Nous devons être clairs sur les définitions. Les fausses nouvelles sont des falsifications intentionnelles. Une erreur factuelle dans un journal n’est pas une fausse nouvelle. C’est une erreur. Une erreur peut être due à une collecte d’informations bâclée ou à une erreur accidentelle. Il peut être nécessaire de licencier le journaliste. Mais l’auteur n’a pas voulu tromper. Ce n’était pas un canular.
Les politiciens trouvent commode de négliger ces subtilités définitionnelles. Ils discréditent les informations factuelles qui leur donnent une mauvaise image en les qualifiant de « fausses nouvelles ». Ils deviennent des faussaires.
Le terme fausses nouvelles était régulièrement répandu dans les pages des journaux américains à la fin du 19e et au début du 20e siècle. Chaque jour, les lecteurs étaient accueillis par des titres comme celui-ci : « Fausses nouvelles malveillantes ». « Encore de fausses nouvelles. » « Un peu de fausses nouvelles. » « Concernant les fausses nouvelles. » « Plus de fausses ‘nouvelles’. » « De fausses histoires à flot. » « Fake News. Le pape est mort vingt-deux fois en cinq ans. »
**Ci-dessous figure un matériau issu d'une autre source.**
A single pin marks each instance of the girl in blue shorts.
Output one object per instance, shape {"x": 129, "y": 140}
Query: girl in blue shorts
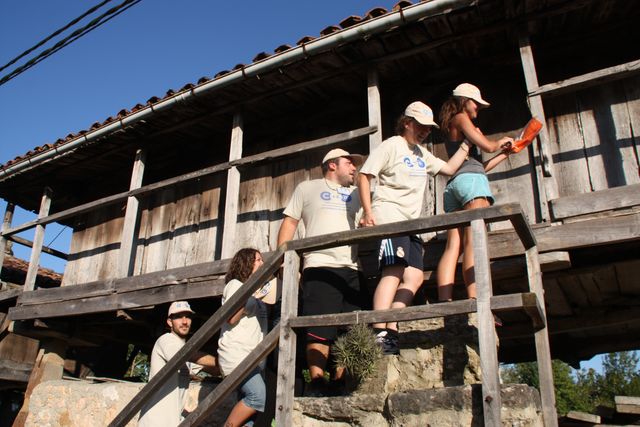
{"x": 468, "y": 188}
L’habitude de faire semblant a diminué à mesure que le 20e siècle avançait. Premièrement, le coût de création d’un nouveau journal a grimpé en flèche, de sorte qu’il était plus difficile pour les scallywags de patauger dans le caniveau. Deuxièmement, la concurrence intense pour attirer les lecteurs a poussé les journaux les moins rentables à la faillite. Ceux qui sont restés ont constaté qu’ils gagnaient plus d’argent en rivalisant sur la base de la fiabilité. Les reportages équilibrés et fondés sur des faits ont attiré plus de lecteurs que les informations partisanes. Les annonceurs préféraient voir leurs produits promus dans des publications crédibles.
Bien entendu, certains journaux étaient à l’écart. Le New York Graphic s’est présenté comme n’offrant « rien d’autre que la vérité » et a ensuite pris l’habitude de mentir joyeusement. Bien avant que la technologie moderne ne facilite la falsification de photographies, le Graphic collait des visages réels sur des corps posés. Ceux-ci sont apparus aux côtés d’histoires inventées de cœur solitaire.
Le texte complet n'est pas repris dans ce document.